Department of Chemistry and Biochemistry Seminars
Time: 4:00-5:00 PM (MST)
Location: Virtually via Zoom (see information to join the seminar below)
Meeting ID: 853 9744 9709
Contact firstname.lastname@example.org to schedule a speaker or with questions.
January 20, 2021
Host: Kim Hageman
Affiliation: Watershed Sciences, Utah State University
Faculty Page: Link
Research Group: Environmental Biogeochemistry and Paleolimnology Laboratory Website: http://janicebrahney.weebly.com/
The Environmental Biogeochemistry and Paleolimnology Laboratory sees watersheds as integrated systems comprising the intersection between climatology, hydrology, geology, and ecology. Lakes and their watersheds are sensitive to their environment and respond over both short and long timescales, making them useful indicators of environmental health and global change. Our research uses multi-disciplinary approaches to investigate environmental processes and change and can be broadly divided into three main themes:
1. Anthropogenic controls on nutrient cycles
2. Climate impacts on freshwater ecosystems
3. Applications of geochemistry to aquatic ecology
Janice received her doctorate from the University of Colorado, Boulder from the Department of Geological Sciences. Her doctorate examined the potential for dust to transport nutrients and base-cations to freshwater ecosystems. During her MSc she spent time at both Simon Fraser University and the University of Waterloo where she examined climate impacts on watershed hydrology and lake level fluctuations. Janice also holds a BSc in Environmental Science with a minor in Geology from Simon Fraser University. Most recently, Janice was a post-doctoral scientist at the University of British Columbia, Okanagan, where she led projects on the water quality and quantity issues in the Canadian Columbia Basin.
Professor William Fenical-RICHARD OLSEN LECTURE SERIES
January 27, 2021
Host: Bradley Davidson
Affiliation: Scripps Institution of Oceanography, UC San Diego
Faculty Page: https://wfenical.scrippsprofiles.ucsd.edu/
Research Group: Natural Products Chemistry
Bio :Professor of Oceanography and Pharmaceutical Science, Center for Marine Biotechnology and Biomedicine, Scripps Institution of Oceanography
William Fenical is a distinguished professor of oceanography and director of the Center for Marine Biotechnology and Biomedicine at Scripps Institution of Oceanography, UC San Diego. His research involves marine natural products chemistry and marine pharmacology with an additional interest in chemical defense mechanisms in marine organisms.

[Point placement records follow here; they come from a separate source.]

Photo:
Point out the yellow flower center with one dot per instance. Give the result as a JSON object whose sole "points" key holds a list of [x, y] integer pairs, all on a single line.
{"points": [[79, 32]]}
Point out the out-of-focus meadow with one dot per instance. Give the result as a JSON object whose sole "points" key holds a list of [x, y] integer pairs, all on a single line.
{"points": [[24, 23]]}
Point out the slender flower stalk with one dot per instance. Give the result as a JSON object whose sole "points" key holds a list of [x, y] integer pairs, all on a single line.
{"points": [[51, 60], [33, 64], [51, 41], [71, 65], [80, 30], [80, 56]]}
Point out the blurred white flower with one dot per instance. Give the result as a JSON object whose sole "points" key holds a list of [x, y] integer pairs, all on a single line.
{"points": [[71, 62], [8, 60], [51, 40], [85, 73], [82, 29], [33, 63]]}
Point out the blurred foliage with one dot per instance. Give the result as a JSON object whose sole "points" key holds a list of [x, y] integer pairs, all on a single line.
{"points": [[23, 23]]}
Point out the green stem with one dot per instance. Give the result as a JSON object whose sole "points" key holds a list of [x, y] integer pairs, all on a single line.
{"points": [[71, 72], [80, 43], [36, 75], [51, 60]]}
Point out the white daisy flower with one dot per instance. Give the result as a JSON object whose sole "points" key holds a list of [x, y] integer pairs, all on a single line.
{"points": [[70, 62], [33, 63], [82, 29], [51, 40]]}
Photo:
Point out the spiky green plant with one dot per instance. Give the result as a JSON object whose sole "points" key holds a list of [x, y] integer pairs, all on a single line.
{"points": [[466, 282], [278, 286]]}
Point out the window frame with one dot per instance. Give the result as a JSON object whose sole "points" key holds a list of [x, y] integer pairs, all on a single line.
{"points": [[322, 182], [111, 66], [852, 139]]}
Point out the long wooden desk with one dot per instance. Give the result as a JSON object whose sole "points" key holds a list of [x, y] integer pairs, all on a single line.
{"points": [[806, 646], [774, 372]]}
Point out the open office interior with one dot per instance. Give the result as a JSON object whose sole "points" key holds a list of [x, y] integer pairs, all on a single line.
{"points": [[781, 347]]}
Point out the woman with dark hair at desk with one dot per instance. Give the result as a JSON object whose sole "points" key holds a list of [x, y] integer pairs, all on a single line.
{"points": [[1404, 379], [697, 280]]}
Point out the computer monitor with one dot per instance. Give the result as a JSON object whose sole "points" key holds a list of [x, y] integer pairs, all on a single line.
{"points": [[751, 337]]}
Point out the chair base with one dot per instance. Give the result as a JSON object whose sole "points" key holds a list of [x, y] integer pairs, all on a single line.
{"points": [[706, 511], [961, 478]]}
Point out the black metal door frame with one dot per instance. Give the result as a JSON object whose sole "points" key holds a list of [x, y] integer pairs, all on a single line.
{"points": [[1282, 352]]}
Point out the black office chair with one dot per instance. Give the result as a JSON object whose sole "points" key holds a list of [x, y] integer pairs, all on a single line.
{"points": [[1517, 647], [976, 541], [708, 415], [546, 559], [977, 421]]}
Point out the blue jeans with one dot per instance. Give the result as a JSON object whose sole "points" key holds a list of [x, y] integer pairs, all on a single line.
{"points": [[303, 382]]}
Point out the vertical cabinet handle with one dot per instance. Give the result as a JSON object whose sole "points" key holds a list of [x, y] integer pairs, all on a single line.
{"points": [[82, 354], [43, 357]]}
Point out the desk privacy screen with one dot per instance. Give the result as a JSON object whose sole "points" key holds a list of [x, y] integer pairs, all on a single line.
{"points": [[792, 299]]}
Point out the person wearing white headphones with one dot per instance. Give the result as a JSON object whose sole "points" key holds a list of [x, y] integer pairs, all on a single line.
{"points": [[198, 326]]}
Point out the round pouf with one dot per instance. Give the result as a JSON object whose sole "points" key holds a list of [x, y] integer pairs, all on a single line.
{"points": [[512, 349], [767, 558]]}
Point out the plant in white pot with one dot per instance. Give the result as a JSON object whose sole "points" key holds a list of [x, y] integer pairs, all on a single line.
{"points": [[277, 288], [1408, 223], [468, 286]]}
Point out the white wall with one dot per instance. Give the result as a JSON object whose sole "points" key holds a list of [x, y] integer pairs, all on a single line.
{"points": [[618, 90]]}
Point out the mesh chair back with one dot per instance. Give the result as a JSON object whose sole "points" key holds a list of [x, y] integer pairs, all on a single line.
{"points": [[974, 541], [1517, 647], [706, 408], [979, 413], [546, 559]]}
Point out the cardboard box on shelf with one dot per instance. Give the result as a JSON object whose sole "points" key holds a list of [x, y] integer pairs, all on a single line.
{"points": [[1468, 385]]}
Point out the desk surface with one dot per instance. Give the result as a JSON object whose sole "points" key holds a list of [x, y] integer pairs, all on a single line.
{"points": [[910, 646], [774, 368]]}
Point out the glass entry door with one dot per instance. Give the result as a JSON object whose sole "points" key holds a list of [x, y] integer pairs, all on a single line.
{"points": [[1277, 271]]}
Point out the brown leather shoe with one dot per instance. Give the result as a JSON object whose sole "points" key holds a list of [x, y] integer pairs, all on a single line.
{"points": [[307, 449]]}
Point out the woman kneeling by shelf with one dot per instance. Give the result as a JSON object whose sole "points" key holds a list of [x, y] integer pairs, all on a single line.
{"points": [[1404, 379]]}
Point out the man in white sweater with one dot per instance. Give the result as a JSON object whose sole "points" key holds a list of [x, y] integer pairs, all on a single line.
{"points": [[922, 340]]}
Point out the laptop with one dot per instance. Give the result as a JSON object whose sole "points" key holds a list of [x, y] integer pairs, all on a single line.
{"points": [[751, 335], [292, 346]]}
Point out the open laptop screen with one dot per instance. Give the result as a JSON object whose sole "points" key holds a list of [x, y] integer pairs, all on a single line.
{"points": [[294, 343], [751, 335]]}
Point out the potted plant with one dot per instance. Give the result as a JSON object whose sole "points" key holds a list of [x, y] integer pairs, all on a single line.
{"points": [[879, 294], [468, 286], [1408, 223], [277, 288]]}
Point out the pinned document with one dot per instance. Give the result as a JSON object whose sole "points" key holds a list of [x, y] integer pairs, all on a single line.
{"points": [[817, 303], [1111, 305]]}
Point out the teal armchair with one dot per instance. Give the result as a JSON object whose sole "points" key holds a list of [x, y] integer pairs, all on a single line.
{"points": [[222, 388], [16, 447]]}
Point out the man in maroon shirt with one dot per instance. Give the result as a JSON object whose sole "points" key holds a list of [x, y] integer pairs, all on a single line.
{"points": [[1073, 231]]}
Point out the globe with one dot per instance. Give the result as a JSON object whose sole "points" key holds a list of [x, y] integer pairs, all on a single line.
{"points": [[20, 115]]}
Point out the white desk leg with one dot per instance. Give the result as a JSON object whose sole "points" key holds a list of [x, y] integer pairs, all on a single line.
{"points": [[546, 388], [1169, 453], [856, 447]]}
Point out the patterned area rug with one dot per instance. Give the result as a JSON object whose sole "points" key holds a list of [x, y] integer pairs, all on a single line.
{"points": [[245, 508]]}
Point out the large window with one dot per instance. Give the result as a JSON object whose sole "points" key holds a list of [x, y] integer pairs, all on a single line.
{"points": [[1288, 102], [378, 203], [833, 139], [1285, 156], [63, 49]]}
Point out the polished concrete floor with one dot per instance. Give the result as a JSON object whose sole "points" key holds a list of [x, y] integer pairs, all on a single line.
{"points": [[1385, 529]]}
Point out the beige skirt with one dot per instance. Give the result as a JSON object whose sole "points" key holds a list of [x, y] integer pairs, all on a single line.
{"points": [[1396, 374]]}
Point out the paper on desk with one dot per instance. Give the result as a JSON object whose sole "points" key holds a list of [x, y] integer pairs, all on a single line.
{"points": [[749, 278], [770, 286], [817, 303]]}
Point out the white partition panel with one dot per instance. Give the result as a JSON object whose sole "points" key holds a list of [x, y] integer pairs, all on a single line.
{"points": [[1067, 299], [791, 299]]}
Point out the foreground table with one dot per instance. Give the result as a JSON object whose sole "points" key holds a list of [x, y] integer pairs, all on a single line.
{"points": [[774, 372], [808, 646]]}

Born in Chicago, Fenical received a BS from California State Polytechnic University, an MS from San Jose State University, and a PhD in organic chemistry from UC Riverside.
Prior to joining Scripps as a marine research chemist, Fenical taught at San Jose State University, UC Riverside, and San Bernardino Valley College. He also spent one year as a research scientist for Shell Development Company.

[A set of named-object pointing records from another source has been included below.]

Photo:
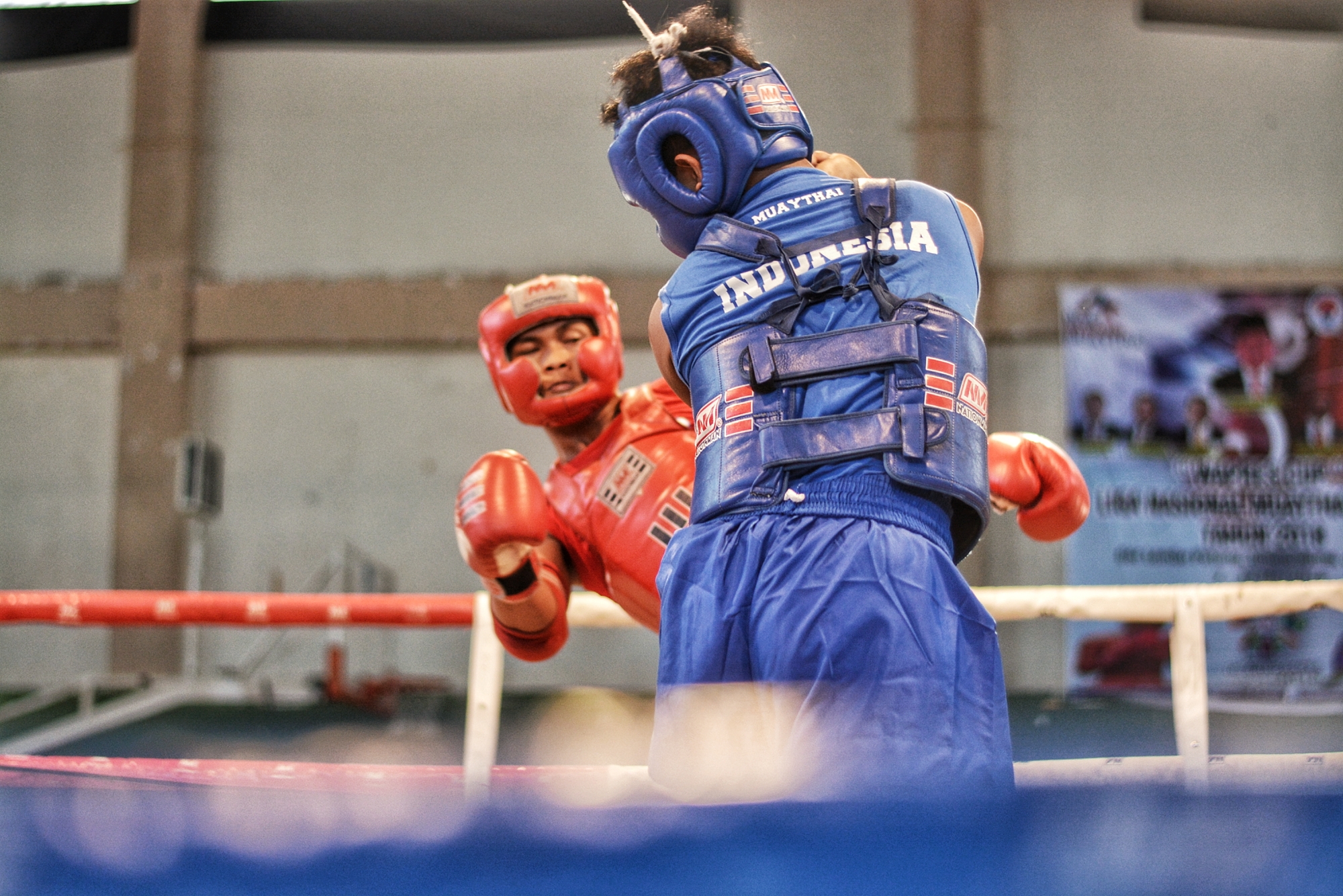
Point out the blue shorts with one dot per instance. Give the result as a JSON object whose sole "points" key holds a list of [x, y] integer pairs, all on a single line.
{"points": [[874, 624]]}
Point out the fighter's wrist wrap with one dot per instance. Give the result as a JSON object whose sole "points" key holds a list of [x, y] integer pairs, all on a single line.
{"points": [[520, 580], [545, 644]]}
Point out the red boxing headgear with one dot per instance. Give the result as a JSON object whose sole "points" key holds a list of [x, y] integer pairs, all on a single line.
{"points": [[539, 301]]}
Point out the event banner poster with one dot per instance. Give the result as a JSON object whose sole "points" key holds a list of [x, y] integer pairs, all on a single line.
{"points": [[1208, 427]]}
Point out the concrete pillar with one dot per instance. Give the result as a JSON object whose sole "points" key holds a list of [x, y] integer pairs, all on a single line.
{"points": [[949, 121], [155, 317]]}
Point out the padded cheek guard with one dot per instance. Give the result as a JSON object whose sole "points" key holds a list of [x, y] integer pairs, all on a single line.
{"points": [[738, 122], [600, 358]]}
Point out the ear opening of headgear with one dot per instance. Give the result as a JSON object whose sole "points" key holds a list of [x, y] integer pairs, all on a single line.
{"points": [[648, 148], [738, 122], [542, 301]]}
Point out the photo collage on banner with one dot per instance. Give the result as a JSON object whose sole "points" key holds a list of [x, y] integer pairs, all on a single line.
{"points": [[1209, 427]]}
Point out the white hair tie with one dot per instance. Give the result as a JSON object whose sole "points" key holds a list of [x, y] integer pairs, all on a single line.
{"points": [[663, 44]]}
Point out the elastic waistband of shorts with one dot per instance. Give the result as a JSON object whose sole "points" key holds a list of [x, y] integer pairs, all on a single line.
{"points": [[871, 497]]}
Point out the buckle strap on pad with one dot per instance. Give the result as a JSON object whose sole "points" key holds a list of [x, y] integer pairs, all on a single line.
{"points": [[823, 440], [813, 357]]}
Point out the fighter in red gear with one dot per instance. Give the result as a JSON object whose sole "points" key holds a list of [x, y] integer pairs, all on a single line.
{"points": [[622, 482], [618, 490]]}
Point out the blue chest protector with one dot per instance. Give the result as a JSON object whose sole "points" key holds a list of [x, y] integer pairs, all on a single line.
{"points": [[930, 430]]}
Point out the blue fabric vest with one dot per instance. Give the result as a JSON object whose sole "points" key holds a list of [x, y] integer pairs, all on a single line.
{"points": [[930, 428]]}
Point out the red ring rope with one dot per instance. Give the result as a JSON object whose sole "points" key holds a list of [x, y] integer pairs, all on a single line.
{"points": [[22, 770], [233, 608]]}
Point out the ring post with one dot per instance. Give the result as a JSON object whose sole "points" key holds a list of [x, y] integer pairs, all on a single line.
{"points": [[484, 699], [1189, 687]]}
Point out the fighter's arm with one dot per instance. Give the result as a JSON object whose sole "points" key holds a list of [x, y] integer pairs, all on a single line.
{"points": [[663, 352], [502, 532]]}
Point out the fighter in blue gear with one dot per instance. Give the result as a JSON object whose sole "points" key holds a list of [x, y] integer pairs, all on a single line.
{"points": [[823, 332]]}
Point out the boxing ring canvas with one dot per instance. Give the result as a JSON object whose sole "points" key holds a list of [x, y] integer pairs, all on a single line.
{"points": [[1207, 426]]}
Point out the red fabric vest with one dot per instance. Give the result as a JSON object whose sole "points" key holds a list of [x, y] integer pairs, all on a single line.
{"points": [[617, 503]]}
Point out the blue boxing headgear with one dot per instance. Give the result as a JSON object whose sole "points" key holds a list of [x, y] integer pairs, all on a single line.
{"points": [[738, 122]]}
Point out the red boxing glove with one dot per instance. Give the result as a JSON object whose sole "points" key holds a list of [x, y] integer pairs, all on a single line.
{"points": [[1037, 477], [500, 514]]}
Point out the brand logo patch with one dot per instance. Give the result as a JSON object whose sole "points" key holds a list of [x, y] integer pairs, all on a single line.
{"points": [[625, 479], [708, 424], [542, 294], [768, 98], [672, 517], [974, 393]]}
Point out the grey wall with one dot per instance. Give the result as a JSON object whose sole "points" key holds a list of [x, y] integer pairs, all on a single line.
{"points": [[1113, 142], [324, 448], [58, 417]]}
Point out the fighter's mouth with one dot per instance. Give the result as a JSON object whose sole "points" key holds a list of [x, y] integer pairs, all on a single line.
{"points": [[557, 389]]}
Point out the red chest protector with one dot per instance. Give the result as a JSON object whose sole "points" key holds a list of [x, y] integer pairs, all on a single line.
{"points": [[617, 503]]}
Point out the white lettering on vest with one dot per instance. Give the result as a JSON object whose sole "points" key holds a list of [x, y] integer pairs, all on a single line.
{"points": [[796, 203], [919, 235], [772, 275]]}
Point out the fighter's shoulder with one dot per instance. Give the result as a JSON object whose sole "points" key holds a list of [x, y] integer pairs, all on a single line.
{"points": [[918, 192]]}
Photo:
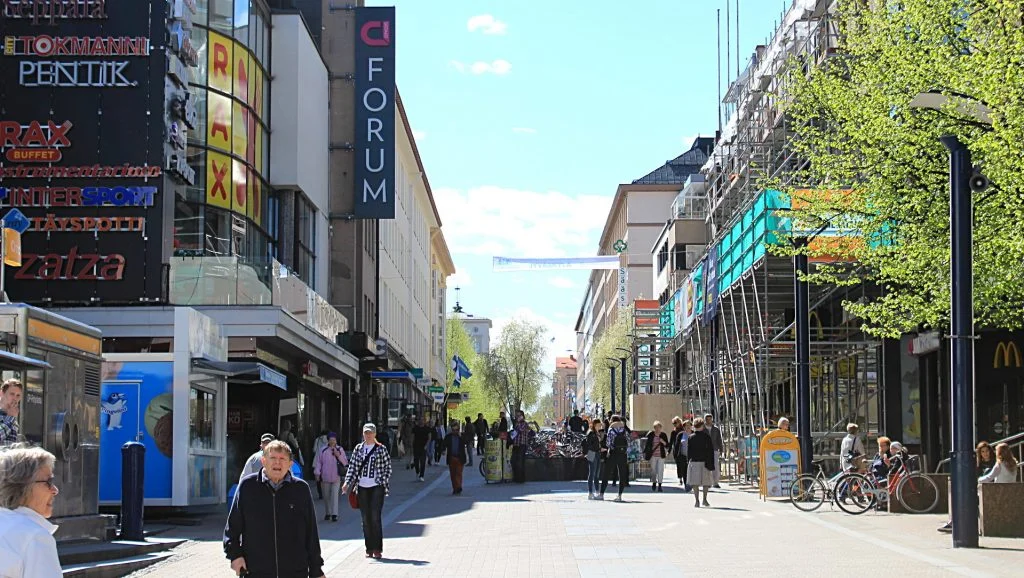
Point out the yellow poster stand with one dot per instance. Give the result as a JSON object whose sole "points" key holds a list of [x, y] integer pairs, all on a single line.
{"points": [[779, 463]]}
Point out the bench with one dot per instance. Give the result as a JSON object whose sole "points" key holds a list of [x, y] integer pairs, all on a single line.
{"points": [[1001, 509]]}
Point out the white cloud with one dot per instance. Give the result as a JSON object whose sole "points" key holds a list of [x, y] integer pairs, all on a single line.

Fenical investigates the isolation and identification of chemical materials from marine plants, animals, and microorganisms that may have potential pharmaceutical or agricultural uses. He is also interested in how naturally produced chemical compounds affect the ecology of tropical marine ecosystems.
His latest research has uncovered potential new drugs from the ocean. From the seafloor near the Bahamas, he discovered a bacterium that produces chemicals that, during controlled experiments, have been shown to inhibit the growth of melanoma and colon cancer cells, the herpes simplex, and AIDS viruses. His research team found a bacterium from a jellyfish that can kill certain human cancer cells and may also control the inflammation associated with arthritis and asthma. Fenical also has discovered a new anti-inflammatory drug derived from soft coral. This drug, Pseudopterosin, is currently used in skin creams and is in line for development for the treatment of human skin diseases.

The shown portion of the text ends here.